Learning to think for yourself
If CP and AP are unsuitable to describe and critique systems, what should you use instead? I don’t
think there is one right answer. Many people have thought hard about these problems, and proposed
terminology and models to help us understand problems. To learn about those ideas, you’ll have to go
deeper into the literature.
A good starting point is Doug Terry’s paper in which he explains various different levels of
eventual consistency using Baseball examples.

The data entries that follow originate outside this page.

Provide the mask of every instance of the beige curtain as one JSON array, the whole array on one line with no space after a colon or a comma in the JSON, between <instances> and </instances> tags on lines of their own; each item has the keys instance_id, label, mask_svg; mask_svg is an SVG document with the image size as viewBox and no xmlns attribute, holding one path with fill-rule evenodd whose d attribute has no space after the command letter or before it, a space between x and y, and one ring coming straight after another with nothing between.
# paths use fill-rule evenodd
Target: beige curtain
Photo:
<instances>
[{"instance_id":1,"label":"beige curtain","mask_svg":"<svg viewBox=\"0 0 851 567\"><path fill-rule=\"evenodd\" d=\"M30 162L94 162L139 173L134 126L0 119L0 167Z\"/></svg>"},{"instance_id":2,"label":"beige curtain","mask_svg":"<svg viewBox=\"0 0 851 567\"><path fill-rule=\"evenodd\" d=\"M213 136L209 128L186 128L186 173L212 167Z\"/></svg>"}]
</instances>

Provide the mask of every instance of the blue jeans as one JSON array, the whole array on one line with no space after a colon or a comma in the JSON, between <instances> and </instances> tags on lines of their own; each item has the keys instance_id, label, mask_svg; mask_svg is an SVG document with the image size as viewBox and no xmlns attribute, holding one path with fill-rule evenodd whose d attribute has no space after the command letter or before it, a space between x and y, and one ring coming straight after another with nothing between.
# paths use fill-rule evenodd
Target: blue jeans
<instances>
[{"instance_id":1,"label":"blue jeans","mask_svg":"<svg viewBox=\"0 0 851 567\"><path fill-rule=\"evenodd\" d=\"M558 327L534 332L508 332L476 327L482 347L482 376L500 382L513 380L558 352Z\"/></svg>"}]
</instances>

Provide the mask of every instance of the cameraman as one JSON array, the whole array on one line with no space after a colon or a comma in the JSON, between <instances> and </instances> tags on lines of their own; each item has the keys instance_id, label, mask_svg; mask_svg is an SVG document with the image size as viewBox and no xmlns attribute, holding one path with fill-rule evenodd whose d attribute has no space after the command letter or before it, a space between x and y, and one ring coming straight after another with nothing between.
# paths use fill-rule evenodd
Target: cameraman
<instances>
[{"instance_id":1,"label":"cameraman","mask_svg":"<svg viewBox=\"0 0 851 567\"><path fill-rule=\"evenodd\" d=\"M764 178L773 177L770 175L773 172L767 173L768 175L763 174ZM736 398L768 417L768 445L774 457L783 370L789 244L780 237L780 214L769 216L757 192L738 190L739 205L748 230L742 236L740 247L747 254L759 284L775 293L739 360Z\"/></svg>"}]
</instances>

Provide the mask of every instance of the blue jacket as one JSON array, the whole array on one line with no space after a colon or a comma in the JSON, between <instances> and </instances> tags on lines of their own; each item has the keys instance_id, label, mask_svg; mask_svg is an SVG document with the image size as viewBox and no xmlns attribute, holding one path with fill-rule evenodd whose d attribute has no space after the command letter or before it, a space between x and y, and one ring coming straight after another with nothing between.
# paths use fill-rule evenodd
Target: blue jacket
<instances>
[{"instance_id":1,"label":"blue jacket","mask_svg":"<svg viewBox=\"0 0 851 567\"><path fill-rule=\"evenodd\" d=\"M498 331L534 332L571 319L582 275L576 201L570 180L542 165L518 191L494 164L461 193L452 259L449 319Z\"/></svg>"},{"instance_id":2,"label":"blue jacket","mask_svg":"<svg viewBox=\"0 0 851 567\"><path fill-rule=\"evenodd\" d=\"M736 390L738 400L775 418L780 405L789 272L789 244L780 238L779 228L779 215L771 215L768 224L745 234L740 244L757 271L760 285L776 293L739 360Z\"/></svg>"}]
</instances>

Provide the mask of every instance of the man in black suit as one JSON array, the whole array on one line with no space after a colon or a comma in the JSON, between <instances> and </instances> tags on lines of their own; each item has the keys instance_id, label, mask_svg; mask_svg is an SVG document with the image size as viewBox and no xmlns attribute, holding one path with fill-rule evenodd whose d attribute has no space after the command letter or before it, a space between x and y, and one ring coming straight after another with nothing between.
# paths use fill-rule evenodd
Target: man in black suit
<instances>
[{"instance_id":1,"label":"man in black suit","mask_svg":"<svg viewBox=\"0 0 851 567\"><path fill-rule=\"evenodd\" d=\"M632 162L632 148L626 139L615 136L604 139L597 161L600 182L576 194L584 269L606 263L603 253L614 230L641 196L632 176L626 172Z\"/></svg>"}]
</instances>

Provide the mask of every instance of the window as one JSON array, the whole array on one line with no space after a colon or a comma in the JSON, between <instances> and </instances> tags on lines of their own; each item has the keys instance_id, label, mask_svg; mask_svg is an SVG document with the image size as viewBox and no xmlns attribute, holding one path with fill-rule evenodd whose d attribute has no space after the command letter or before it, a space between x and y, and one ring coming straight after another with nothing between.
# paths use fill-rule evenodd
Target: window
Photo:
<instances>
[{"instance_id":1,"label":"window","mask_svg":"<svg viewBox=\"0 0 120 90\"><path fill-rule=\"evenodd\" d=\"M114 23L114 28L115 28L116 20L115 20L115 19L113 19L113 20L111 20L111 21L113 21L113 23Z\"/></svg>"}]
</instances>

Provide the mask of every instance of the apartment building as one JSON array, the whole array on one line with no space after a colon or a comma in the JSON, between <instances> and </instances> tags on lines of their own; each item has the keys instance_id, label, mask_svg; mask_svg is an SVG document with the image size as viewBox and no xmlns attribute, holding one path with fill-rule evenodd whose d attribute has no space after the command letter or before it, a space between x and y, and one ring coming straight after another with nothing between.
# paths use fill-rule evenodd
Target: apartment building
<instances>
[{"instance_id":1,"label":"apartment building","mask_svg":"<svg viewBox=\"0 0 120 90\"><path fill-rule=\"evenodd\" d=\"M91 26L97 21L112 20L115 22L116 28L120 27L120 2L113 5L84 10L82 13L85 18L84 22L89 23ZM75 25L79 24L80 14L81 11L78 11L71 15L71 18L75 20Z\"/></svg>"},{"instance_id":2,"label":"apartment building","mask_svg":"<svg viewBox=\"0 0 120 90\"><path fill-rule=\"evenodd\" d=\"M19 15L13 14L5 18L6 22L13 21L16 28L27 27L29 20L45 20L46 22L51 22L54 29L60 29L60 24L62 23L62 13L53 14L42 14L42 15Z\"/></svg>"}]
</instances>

It’s very readable and clear, even if
(like me) you’re not American and have no clue about Baseball.
If you’re interested in transaction isolation models (which is not the same as consistency of
distributed replicas, but somewhat related), my little project Hermitage may be relevant.
The connections between
replica consistency, transaction isolation and availability are explored by Peter Bailis et
al. (That paper also explains the meaning of that hierarchy of consistency levels which
Kyle Kingsbury likes to show.)
When you’ve read those, you should be ready to dive deeper into the literature. I’ve scattered
a ton of links to papers throughout this post. Do take a look at them: a number of experts have
already figured out a lot of stuff for you.
As a last resort, if you can’t face reading the original papers, I suggest you take a look at
my book, which summarizes the most important ideas in an approachable manner. (See,
I tried very hard not to make this post a sales pitch.)
If you want to know more specifically about using ZooKeeper correctly,
Flavio Junqueira and Benjamin Reed’s book is good.
Whatever way you choose to learn, I encourage you to be curious and patient – this stuff doesn’t
come easy. But it’s rewarding, because you learn to reason about trade-offs, and thus figure out
what kind of architecture works best for your particular application. But whatever you do, please
stop talking about CP and AP, because they just don’t make any sense.
Thank you to Kyle Kingsbury and Camille Fournier
for comments on a draft of this post. Any errors or unpalatable opinions are mine, of course.